Donna Ennis Named EI2 Director of Diversity Engagement and Program Development

Donna Ennis Headshot

Donna M. Ennis, C.P.F., is EI2‘s director of diversity engagement and program development.

The Enterprise Innovation Institute (EI2), the Georgia Institute of Technology’s chief economic development and growth arm, has named Donna M. Ennis, C.P.F., director of diversity engagement and program development.

 

In this new role, Ennis will lead efforts to find funding and program opportunities, particularly those with a focus on underrepresented and underserved communities and organizations. As part of her responsibilities, Ennis will ensure that diversity and inclusion are part of each EI2 program’s mission.

 

Ennis, who also serves as director of the Atlanta Minority Business Development Agency (MBDA) Business and Advanced Manufacturing centers, has been with Georgia Tech since 1992. Under her leadership, the two centers have assisted client companies secure more than $3.5 billion in contracts, financing, and sales and create or save more than 6,000 jobs.

 

“I’m really encouraged and pleased with the development of this new role,” Ennis said. “It signals that Georgia Tech is committed to ensuring that diversity and inclusion are  central to its mission and that of the Enterprise Innovation Institute.”

 

Comprised of 11 programs, including the two Atlanta MBDA centers, EI2 is the oldest, largest, and most diverse university-based economic development and economic growth organization. With a history that spans more than 60 years, EI2 has expanded to serve innovative enterprises of all sizes in Georgia and beyond.

 

EI2’s client portfolio includes pre-company, technology-focused entrepreneurs, startups, and existing businesses, as well as communities, governments, universities, and nonprofit organizations.

 

“We have a wide variety of clients and focus areas from manufacturers and startups, to universities and minority-owned firms to municipal governments. Diversity and inclusion efforts need to be an integral part of our outreach, not only in terms of the types of clients we serve, but also in leveraging EI2’s resources toward bringing more diverse business relationships to Georgia Tech as a whole,” said David Bridges, EI2 interim vice president. “This furthers our overall economic development mission and mandate to serve all of Georgia and ensures we are reaching out to all of its communities.”

 

For example, the U.S. Department of Commerce MBDA recently awarded EI2 a grant to launch the Southeast MBDA Inner City Innovation Hub.
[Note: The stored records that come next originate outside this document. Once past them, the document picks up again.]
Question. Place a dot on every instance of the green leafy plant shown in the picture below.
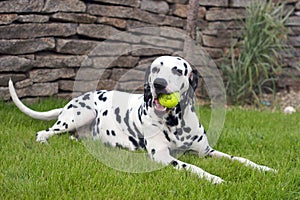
(254, 70)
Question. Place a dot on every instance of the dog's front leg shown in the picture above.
(245, 161)
(162, 155)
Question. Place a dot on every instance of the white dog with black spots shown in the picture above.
(139, 121)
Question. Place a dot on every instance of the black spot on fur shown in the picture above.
(187, 129)
(152, 151)
(176, 71)
(194, 137)
(166, 135)
(70, 106)
(185, 67)
(134, 142)
(155, 70)
(126, 120)
(171, 120)
(102, 97)
(118, 116)
(86, 97)
(105, 113)
(200, 138)
(82, 104)
(174, 163)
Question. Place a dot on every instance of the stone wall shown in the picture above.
(45, 43)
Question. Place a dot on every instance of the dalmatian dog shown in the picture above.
(139, 121)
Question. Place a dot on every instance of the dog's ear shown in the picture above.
(193, 81)
(147, 89)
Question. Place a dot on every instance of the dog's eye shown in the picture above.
(177, 71)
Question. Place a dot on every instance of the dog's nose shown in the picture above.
(160, 83)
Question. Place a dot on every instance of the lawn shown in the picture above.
(64, 169)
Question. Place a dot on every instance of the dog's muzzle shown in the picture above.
(160, 87)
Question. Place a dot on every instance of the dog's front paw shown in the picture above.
(216, 180)
(267, 169)
(41, 137)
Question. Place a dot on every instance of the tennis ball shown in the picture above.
(169, 100)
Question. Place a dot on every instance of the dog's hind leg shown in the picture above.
(67, 122)
(245, 161)
(58, 128)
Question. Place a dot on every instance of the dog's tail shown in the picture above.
(48, 115)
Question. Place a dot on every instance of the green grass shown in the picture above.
(65, 170)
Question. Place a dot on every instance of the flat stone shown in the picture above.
(294, 41)
(107, 85)
(66, 85)
(224, 25)
(21, 6)
(148, 50)
(178, 1)
(160, 7)
(125, 75)
(215, 14)
(172, 21)
(214, 52)
(74, 17)
(34, 30)
(152, 18)
(211, 41)
(8, 18)
(38, 89)
(172, 32)
(181, 10)
(47, 75)
(131, 86)
(14, 64)
(294, 30)
(217, 3)
(75, 47)
(24, 83)
(33, 18)
(98, 31)
(222, 33)
(58, 61)
(119, 23)
(132, 3)
(162, 42)
(110, 11)
(26, 46)
(293, 21)
(240, 3)
(125, 62)
(111, 49)
(85, 86)
(65, 6)
(4, 78)
(92, 74)
(4, 93)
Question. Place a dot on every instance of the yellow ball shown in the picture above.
(169, 100)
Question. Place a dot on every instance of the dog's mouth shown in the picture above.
(158, 107)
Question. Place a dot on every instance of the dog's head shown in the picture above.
(168, 74)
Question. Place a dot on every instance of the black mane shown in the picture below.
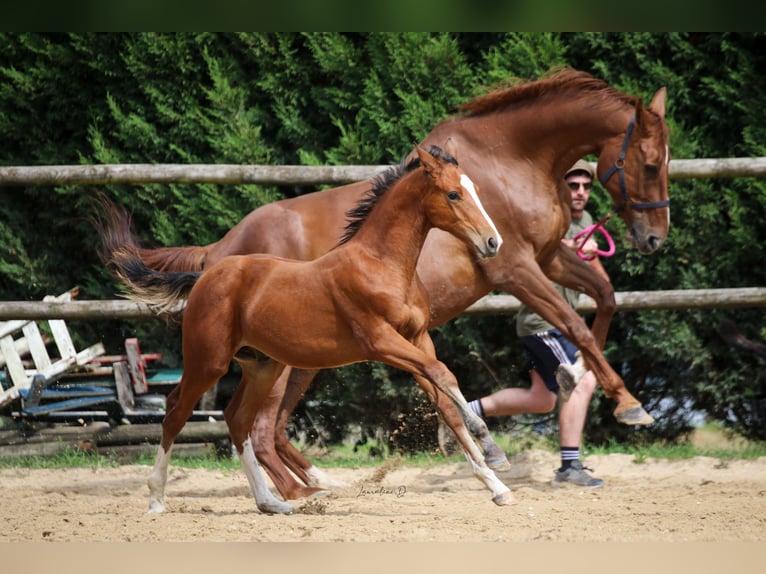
(382, 183)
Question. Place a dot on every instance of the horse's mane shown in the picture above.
(563, 82)
(382, 183)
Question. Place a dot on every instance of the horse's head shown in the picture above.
(635, 172)
(452, 202)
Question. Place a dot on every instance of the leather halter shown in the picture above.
(619, 167)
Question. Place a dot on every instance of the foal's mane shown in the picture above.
(565, 82)
(381, 184)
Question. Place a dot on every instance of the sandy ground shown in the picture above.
(698, 500)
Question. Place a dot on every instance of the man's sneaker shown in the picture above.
(447, 440)
(568, 376)
(577, 474)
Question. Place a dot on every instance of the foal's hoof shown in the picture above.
(498, 463)
(276, 507)
(504, 499)
(634, 416)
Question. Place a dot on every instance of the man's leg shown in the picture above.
(572, 414)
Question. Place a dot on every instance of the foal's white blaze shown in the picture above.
(467, 183)
(667, 162)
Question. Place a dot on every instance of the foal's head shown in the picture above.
(452, 201)
(449, 198)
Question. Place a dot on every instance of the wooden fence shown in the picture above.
(314, 175)
(489, 305)
(295, 174)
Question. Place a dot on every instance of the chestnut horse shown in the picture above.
(361, 301)
(517, 143)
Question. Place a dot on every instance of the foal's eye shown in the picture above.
(651, 169)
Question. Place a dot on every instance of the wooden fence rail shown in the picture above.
(295, 174)
(489, 305)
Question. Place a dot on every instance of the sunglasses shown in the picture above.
(574, 185)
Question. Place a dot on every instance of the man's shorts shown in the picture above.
(545, 352)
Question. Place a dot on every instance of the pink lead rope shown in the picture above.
(588, 232)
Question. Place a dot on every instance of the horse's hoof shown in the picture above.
(319, 493)
(498, 464)
(504, 499)
(634, 416)
(276, 507)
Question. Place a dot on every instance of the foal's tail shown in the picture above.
(163, 291)
(112, 224)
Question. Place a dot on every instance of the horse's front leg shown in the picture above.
(391, 348)
(534, 289)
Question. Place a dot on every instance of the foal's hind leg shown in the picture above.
(269, 441)
(180, 405)
(297, 385)
(258, 377)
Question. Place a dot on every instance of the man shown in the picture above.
(550, 357)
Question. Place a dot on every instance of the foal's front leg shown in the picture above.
(393, 349)
(494, 456)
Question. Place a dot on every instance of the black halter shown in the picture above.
(619, 167)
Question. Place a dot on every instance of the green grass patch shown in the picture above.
(709, 441)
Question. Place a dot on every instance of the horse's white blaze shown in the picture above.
(467, 183)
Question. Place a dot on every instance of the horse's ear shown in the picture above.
(451, 148)
(429, 161)
(657, 104)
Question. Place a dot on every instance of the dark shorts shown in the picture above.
(545, 352)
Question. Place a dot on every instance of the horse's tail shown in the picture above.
(113, 226)
(163, 291)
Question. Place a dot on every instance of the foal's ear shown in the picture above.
(451, 148)
(657, 104)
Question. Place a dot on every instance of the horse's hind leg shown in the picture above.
(258, 379)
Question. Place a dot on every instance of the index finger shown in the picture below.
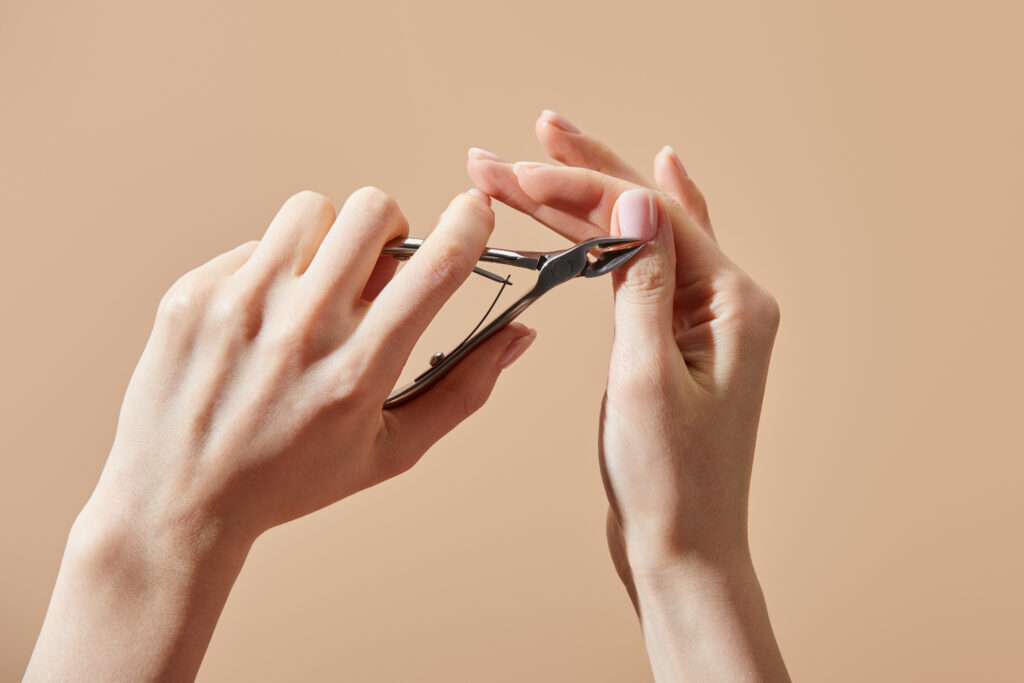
(407, 304)
(590, 197)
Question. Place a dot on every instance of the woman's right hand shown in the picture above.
(693, 337)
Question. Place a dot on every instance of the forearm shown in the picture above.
(708, 621)
(134, 601)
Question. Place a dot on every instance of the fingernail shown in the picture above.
(515, 349)
(637, 215)
(560, 122)
(675, 158)
(477, 153)
(479, 195)
(526, 165)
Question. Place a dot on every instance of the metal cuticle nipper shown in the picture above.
(588, 259)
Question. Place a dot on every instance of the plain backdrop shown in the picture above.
(861, 160)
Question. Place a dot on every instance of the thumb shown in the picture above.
(414, 427)
(645, 287)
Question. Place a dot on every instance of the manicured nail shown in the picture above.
(526, 165)
(637, 215)
(675, 159)
(515, 349)
(477, 153)
(560, 122)
(479, 195)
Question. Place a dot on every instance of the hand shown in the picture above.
(693, 337)
(257, 400)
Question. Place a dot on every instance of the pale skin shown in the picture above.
(258, 399)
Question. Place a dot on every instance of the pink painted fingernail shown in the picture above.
(477, 153)
(675, 159)
(515, 349)
(637, 215)
(479, 195)
(560, 122)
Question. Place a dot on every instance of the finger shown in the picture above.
(673, 180)
(495, 176)
(566, 143)
(349, 253)
(591, 197)
(407, 304)
(228, 262)
(293, 238)
(644, 287)
(412, 428)
(382, 273)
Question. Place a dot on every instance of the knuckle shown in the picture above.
(314, 205)
(290, 339)
(757, 307)
(478, 212)
(647, 281)
(186, 298)
(374, 203)
(449, 265)
(236, 310)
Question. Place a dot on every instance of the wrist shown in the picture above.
(156, 546)
(708, 617)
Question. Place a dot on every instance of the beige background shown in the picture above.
(862, 160)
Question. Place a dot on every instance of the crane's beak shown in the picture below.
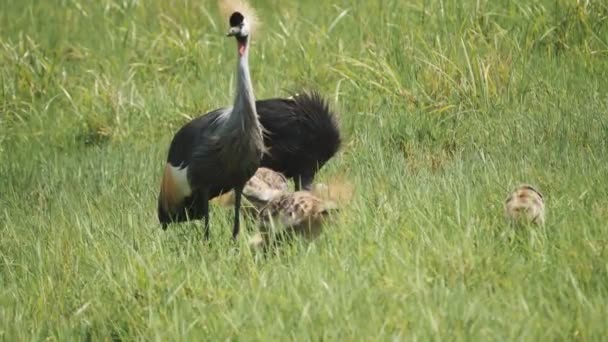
(233, 31)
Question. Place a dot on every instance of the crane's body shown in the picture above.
(300, 135)
(216, 152)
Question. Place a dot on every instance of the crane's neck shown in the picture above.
(244, 114)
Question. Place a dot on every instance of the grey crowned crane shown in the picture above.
(219, 151)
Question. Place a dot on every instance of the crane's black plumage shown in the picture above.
(301, 135)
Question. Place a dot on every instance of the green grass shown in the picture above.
(445, 106)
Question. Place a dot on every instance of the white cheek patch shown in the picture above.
(180, 180)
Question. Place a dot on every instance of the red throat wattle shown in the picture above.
(242, 47)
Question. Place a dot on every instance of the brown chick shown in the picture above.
(298, 213)
(525, 205)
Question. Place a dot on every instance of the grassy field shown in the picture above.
(445, 107)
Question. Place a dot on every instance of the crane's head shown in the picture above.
(243, 21)
(239, 27)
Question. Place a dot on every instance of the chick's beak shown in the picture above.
(233, 31)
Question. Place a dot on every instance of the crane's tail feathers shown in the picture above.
(227, 7)
(173, 189)
(319, 118)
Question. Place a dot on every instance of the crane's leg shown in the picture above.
(238, 191)
(205, 207)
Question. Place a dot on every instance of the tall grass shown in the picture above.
(444, 107)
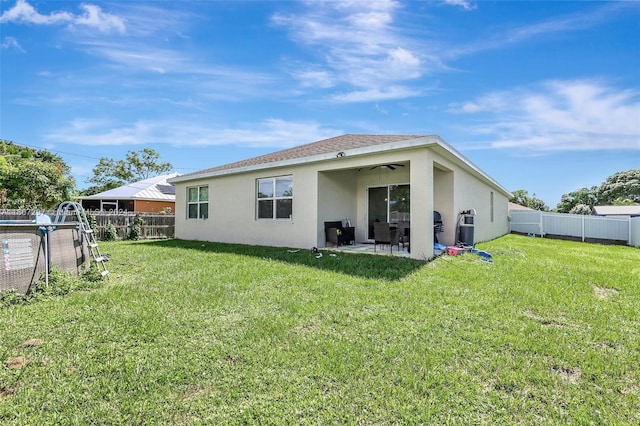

This initiative includes the Advanced Technology Development Center (ATDC), the EI2 program that serves as the state of Georgia’s technology incubator. “With ATDC serving as one of the major partners in the Hub, we now have two ATDC startup catalysts who are focused on ensuring that the minority business community is more engaged in ATDC,” Ennis said.

 

She stressed the diversity and inclusion discussion is broader than race and gender. “It’s inclusive of people from rural Georgia, veterans, older citizens, the disabled, and members of the LGBT community, among others,” she said. It’s developing a culture where everyone is not only included but more importantly, are welcomed and feel like they belong.”

 

One of Ennis’ current projects is participating in Tech’s Diversity and Inclusion in Procurement Working Group. “Initiatives like these are examples of the commitment Georgia Tech has made to diversity and inclusion in all areas of the Institute,” Ennis said.

 

“As a leading higher education research institute, Georgia Tech has ensured that diversity and inclusion are part of it strategic mission. And as an employee who has seen Georgia Tech evolve in many ways over my 30-year career here, I must admit that it’s a really exciting time.”